Social amnesia


Social amnesia is a collective forgetting by a group of people. The concept is often cited in relation to Russell Jacoby's scholarship from the 1970s. Social amnesia can be a result of "forcible repression" of memories, ignorance, changing circumstances, or the forgetting that comes from changing interests. Protest, folklore, "local memory", and collective nostalgia are counter forces that combat social amnesia.
Social amnesia is a subject of discussion in psychology and among some political activists.
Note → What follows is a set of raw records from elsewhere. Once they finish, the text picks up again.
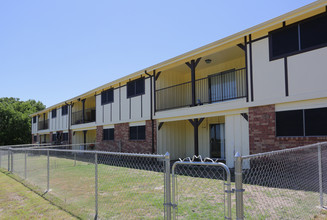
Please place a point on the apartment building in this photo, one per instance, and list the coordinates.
(258, 90)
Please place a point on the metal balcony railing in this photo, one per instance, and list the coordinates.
(42, 125)
(78, 118)
(213, 88)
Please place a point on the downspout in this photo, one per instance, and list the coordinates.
(151, 111)
(69, 122)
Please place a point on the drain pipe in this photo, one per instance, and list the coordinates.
(151, 111)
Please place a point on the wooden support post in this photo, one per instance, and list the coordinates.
(192, 65)
(83, 111)
(196, 123)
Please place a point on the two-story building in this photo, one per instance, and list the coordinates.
(258, 90)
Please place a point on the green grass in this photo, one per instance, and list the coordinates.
(20, 202)
(125, 193)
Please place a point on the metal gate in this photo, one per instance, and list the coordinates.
(201, 189)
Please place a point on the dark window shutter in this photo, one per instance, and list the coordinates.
(140, 84)
(111, 134)
(133, 133)
(289, 123)
(141, 133)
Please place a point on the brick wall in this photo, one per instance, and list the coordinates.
(33, 142)
(262, 132)
(50, 138)
(70, 135)
(122, 142)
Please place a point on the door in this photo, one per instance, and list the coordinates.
(217, 141)
(222, 86)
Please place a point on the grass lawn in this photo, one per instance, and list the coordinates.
(126, 193)
(19, 202)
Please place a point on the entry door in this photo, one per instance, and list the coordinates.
(217, 141)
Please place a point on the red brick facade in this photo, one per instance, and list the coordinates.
(37, 138)
(262, 132)
(50, 138)
(122, 143)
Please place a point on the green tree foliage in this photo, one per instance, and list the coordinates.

In the U.S., social amnesia has been said to reflect "the tendency of American penology to ignore history and precedent when responding to the present or informing the future... discarded ideas are repackaged; meanwhile, the expectations for these practices remain the same."
Fits of social amnesia after difficult or trying periods can sometimes cover up the past, and fading memories can actually make mythologies transcend by keeping them "impervious to challenge".
Historian Guy Beiner opted to use the term social forgetting and has shown that under scrutiny this is rarely a condition of total collective oblivion but rather a more complex dynamic of tensions between public forgetting and the persistence of private recollections, which can at times resurface and receive recognition and at other times are suppressed and hidden.

In biology

Another meaning of social amnesia has been studied in biology among mice whose sense of smell is the primary means of social interaction. It is affected by oxytocin, and mice without the gene to produce that brain protein are said to suffer from "social amnesia" and an inability to recognize "familiar" mice." The role of oxytocin in the amygdala in facilitating social recognition and bonding as well as how oxytocin receptor antagonists might induce social amnesia has also been investigated.